No. That’s a good question, because before I got into this, that was the buzz around town. “Marvel’s very hands-on. They’re going to be part of the process every single step.” I don’t know if it’s a credit to Steven or to Marvel, but they were great on allowing us to go with our vision and do what we wanted, and they were very supportive.
There were a lot of eyes [and] a lot of ears on it, but they were supportive with the vision Steven had. There was definitely no micro-managing. They had a lot of trust with Steven and his vision as they do my new show-runners, Doug Petrie and Marco Ramirez. It’s been very much the same for Season 2.
What is Season 2 like musically? What’s different this time?
The challenge was, “How do we keep what we did in Season 1, but acknowledge we’re going into a greater universe now?” Season 1 is an origin story. Musically, if you’ve got a guy who’s in a jumpsuit anyone can buy, you can get away with not doing as much as you might need to do when a superhero suit gets put on. From a musical perspective I had to take that into account, now we’re dealing with Daredevil in his full form.
I think we did it. The stakes are up in Season 2. We have new characters, Elektra, Punisher, [and] you can feel the energy ramp up as the story goes and it’s a lot of fun. We have moments we lean on a more cinematic vibe, but I still wanted to make sure we were grounded. Even though Punisher and Elektra are in, these are still grounded characters because we’re still in Hell’s Kitchen. Matt Murdock, he’s still a lawyer. We’re still in that universe, there’s just a deeper story underneath.
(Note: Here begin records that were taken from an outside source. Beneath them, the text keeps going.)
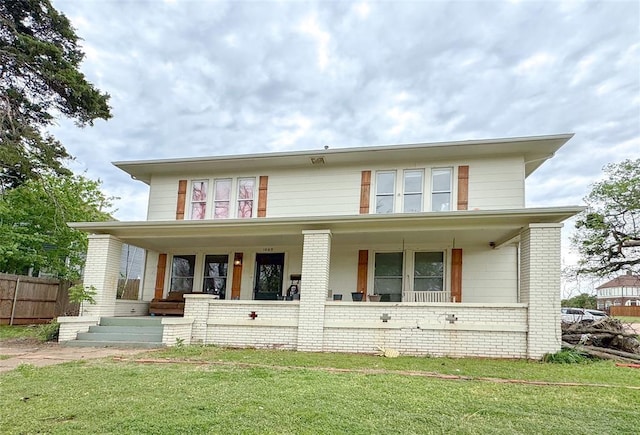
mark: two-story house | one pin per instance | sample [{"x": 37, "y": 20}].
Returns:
[
  {"x": 622, "y": 291},
  {"x": 439, "y": 231}
]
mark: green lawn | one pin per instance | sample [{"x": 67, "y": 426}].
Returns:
[
  {"x": 628, "y": 319},
  {"x": 249, "y": 391},
  {"x": 19, "y": 332}
]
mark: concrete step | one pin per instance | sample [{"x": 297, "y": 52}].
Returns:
[
  {"x": 130, "y": 321},
  {"x": 120, "y": 336},
  {"x": 126, "y": 329},
  {"x": 118, "y": 344}
]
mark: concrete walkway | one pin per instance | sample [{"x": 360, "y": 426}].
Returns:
[{"x": 44, "y": 354}]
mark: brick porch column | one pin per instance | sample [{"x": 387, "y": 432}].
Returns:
[
  {"x": 316, "y": 253},
  {"x": 540, "y": 287},
  {"x": 102, "y": 270}
]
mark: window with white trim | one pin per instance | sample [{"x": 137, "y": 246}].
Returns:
[
  {"x": 424, "y": 272},
  {"x": 214, "y": 281},
  {"x": 246, "y": 193},
  {"x": 428, "y": 271},
  {"x": 182, "y": 273},
  {"x": 441, "y": 182},
  {"x": 413, "y": 184},
  {"x": 385, "y": 191},
  {"x": 221, "y": 198},
  {"x": 199, "y": 199}
]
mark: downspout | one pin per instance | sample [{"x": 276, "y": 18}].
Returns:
[
  {"x": 518, "y": 273},
  {"x": 15, "y": 298}
]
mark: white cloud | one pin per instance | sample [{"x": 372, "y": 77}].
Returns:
[
  {"x": 193, "y": 78},
  {"x": 310, "y": 26},
  {"x": 362, "y": 9},
  {"x": 534, "y": 64}
]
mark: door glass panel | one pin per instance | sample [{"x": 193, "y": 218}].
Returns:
[
  {"x": 269, "y": 276},
  {"x": 428, "y": 271},
  {"x": 215, "y": 275},
  {"x": 182, "y": 271},
  {"x": 388, "y": 276}
]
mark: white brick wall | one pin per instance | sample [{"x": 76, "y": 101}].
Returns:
[
  {"x": 70, "y": 326},
  {"x": 276, "y": 324},
  {"x": 540, "y": 286},
  {"x": 127, "y": 308},
  {"x": 196, "y": 307},
  {"x": 102, "y": 270},
  {"x": 485, "y": 330},
  {"x": 316, "y": 254},
  {"x": 176, "y": 330}
]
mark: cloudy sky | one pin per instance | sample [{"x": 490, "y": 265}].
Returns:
[{"x": 192, "y": 78}]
What was your musical approach to Punisher (Jon Bernthal) and Elektra (Élodie Yung)? As you said, they’re fantastical characters in Murdock’s grounded world.
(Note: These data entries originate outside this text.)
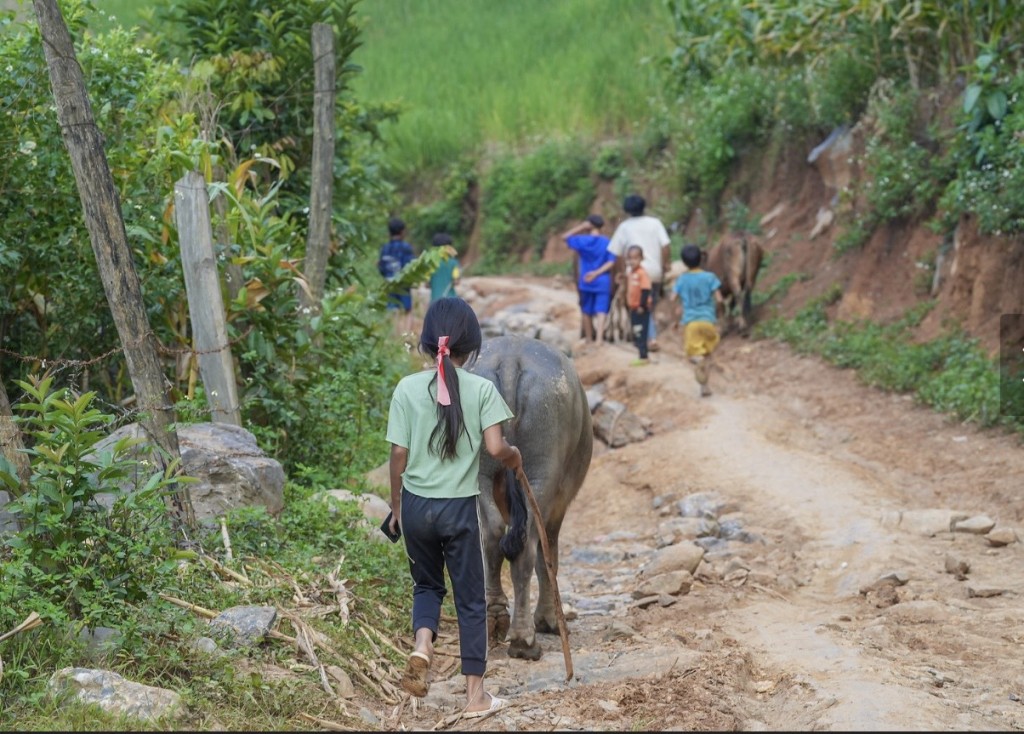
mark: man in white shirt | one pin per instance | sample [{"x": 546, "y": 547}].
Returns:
[{"x": 649, "y": 233}]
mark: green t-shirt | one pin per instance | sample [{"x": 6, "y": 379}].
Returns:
[{"x": 412, "y": 420}]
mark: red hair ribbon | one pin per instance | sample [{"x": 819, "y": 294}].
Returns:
[{"x": 442, "y": 351}]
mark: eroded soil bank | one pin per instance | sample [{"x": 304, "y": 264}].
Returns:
[{"x": 829, "y": 605}]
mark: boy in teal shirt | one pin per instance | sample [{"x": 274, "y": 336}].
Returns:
[
  {"x": 448, "y": 274},
  {"x": 700, "y": 294}
]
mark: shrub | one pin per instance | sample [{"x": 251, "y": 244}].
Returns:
[{"x": 73, "y": 558}]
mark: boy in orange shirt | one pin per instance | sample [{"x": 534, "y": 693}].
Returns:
[{"x": 638, "y": 299}]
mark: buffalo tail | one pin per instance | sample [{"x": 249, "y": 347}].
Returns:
[{"x": 514, "y": 538}]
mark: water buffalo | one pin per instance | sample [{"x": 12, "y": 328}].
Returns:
[
  {"x": 736, "y": 260},
  {"x": 552, "y": 428}
]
It was a challenge of trying [to] divide between these great characters from a musical perspective. There’s a lot of inter-weaving, between character themes and when they’re sharing time onscreen, and when they’re working with or against each other. There’s these different elements that kind of had to be figured out how to maneuver. There were challenges on many fronts, and they both have distinctive themes and elements brought in to tell their story.
It’s not like they were cameos, is my point. These are characters deeply involved in Season 2, deeply involved in The Defenders as a whole, so it wasn’t something we just had to think about for one or two episodes. These are integral parts and they had to be treated as such. It was a challenge.
Okay, so of course you’ve seen all of Season 2 by now. Level with me: How awesome is Jon Bernthal as The Punisher?
[laughs] Yeah. He’s my favorite. I’ll just say this: He’s my favorite character out of everyone. This role is made for him. When I look at him now on anything else, all I see is Punisher. I remember watching Sicario after Season 2 was halfway through, and I couldn’t even get into him in that role because he just is so good as Punisher, you don’t want to see him as anything else.
Looking back, what’s been your favorite scene to score in all of Daredevil?
I love the hallway fight in episode 2, because to get this job I had to demo that scene. It was the first footage I saw, and the stakes were high because I had to a demo for that. There were other composers involved and we were all [trying] to get the job. They gave us three or four scenes we could choose from, and I chose that. So that scene has a special place for me.
My colleague wrote how streaming TV has the best theme songs, especially since broadcast has kind of ditched them. What can you tell me about making the Daredevil title?
It was an awesome experience. It was one of the first themes I was able to do as a true main title, which was awesome. The musical idea really came from the visuals, done before the music was and that’s kind of unusual these days.
The theme came from another scene I had done from episode 2 for that demo, like the B section to the hallway fight. That turned into our Daredevil/Matt Murdock theme, and it just happened to work great as a remix for the main title. It worked out fantastic.
Marvel’s Daredevil is now streaming Season 2 exclusively on Netflix.